Гостеприимные сибирские крестьяне угощали красноармейцев шаньгами, молоком, свеженьким мясом.
Между Красной Армией и крестьянами установилась довольно плотная «смычка». Крестьяне слушали рассказы красноармейцев о своей походной жизни, о боевых эпизодах, о геройских подвигах того или иного товарища. Всматриваясь в загорелые лица и мускулистые руки красноармейцев, они узнавали в них таких же тружеников-крестьян, являющихся плотью от плоти многомиллионного своего класса.
Городских, фабричных было сравнительно мало.
Беседовали крестьяне и с коммунистами, но не находили разницы между ними и остальными красноармейцами-некоммунистами. Сибирские труженики-середняки убеждались, что Красная Армия — их армия, защитница их интересов, и что коммунисты — «хорошие, ласковые, умные люди». Они не только не делают насилий над, женщинами, не только не занимаются разбоем и грабежом, как говорили сибирякам белые, а всячески оберегают целость имущества крестьян, щадят нравы, семейный быт и их обычаи.
- Одним словом, уважительный народ эти коммунисты, — отзывались крестьяне.
[ Читать далее]Убедившись в злостных наветах колчаковцев на Советскую власть, на Красную Армию, на коммунистов и комиссаров, крестьяне раскаивались в своей огромной ошибке. Это они поддержали вначале Учредиловку, а потом Колчака. Это они дали ему силу и победный марш до Свияжска и Глазова в борьбе с революцией.
- Уж больно много страшного наговорили нам о коммуне, а мы, по темноте своей, и поверили,— каялись крестьяне. И, как бы стараясь загладить свою вину в глазах красноармейцев, обильно поливали маслом блины, приготовленные для усталых бойцов...
- Ну, бабуся, и вкусные же ты стряпаешь ватрушки. Ты так угощаешь нас, как не сумела бы угостить, пожалуй, и родная мать.
- Уж, больно мы ждали вас. Ведь проклятущий Колчак забрал мово сына и увез с собой. Спрятался было он, а они его нашли, избили плетьми и насильно увели... И я получила плеть, отец вот — тоже... — Старушка отвернулась и смахнула грязным фартуком слезу. — Ешьте, ешьте, сударики мои, отдыхайте, поправляйтесь, да и идите, воюйте. Сынка-то мово выручайте.
…
А между нашими сторожевыми постами и противника нет-нет да и завяжется перепалка. Свинцовый горох сыплется с правого берега на левый, с левого — на правый.
- Перестань стрелять! — кричат через реку наши.
- А зачем вы стреляете? — отвечают колчаковцы.
Стрельба прекращается и завязываются «дипломатические переговоры». Одни других уговаривают, ругают, грозят, агитируют. Сыплются каламбуры, «круглые словечки» и часто вспоминают «мать». Больше всего достается от белых комиссарам, а от наших — золотопогонникам.
Изредка ведут перебранку между собой орудия. Пробуют, нащупывают, стращают друг друга.
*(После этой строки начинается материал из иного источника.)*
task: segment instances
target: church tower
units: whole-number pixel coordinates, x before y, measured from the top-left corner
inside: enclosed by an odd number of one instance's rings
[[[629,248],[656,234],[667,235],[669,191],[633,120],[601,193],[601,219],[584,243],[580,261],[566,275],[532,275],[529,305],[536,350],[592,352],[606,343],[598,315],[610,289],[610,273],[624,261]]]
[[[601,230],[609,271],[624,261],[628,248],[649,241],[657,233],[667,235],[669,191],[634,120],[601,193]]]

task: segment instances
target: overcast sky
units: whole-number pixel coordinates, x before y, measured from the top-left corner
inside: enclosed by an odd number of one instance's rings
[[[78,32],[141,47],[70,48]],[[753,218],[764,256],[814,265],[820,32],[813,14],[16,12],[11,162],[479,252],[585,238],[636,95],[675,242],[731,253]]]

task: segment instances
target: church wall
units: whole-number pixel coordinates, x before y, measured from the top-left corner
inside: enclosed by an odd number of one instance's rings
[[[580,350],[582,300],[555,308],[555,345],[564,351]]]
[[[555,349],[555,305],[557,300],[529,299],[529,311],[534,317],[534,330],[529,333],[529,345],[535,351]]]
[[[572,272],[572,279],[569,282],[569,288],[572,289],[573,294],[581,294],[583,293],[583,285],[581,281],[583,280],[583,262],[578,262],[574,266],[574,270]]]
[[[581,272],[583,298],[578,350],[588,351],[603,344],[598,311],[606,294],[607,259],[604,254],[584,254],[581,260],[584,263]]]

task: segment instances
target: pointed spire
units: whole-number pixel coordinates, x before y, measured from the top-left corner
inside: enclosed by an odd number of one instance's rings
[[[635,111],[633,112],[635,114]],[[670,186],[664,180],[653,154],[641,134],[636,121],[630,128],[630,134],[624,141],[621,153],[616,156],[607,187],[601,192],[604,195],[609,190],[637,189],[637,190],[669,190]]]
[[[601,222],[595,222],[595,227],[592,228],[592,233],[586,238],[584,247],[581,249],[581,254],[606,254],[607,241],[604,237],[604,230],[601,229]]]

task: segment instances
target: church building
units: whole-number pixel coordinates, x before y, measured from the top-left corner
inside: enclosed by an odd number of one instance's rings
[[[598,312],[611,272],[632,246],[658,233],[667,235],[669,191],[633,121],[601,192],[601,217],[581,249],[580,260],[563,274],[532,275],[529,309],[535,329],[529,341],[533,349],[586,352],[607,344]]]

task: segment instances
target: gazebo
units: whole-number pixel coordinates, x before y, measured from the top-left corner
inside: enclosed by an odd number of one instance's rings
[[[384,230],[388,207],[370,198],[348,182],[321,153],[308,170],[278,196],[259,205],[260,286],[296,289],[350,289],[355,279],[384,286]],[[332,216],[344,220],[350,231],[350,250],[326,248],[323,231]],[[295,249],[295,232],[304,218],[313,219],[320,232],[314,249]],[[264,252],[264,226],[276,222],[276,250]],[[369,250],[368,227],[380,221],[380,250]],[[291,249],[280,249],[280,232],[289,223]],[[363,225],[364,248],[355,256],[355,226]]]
Состязаются и наши броневики: «Красный Сибиряк», «Мститель» с броневиками противника, которые часто осыпают снарядами г. Курган. Одним из таких снарядов противника была убита целая семья: снаряд попал в окно и разорвался.
Наши долго терпели безобразия белых артиллеристов и, наконец, решили расправиться, отомстить за многие жертвы из среды мирных жителей. Были нащупаны наблюдательные и боевые пункты противника, обстреляны зажигательными снарядами и сожжены. Тогда противник успокоился…
Поздней ночью или ранним утром наши делали иногда вылазки на берег противника. Группа охотников, вооруженных винтовками, гранатами, переходила вброд Тобол и старалась поймать «языка» (взять в плен противника и доставить его в штаб полка на допрос).
Частенько это удавалось. В плен брали или дремавшего часового, или заснувшего из секрета…
Противник тоже пробовал групповые вылазки, но ему это не удавалось. «Языка» он доставал при помощи местных жителей. Но такие «лазутчики» часто приходили к нам и рассказывали, с какой целью они посланы. Оказывалось, что их посылали за сведениями под страхом смерти их и их семьи.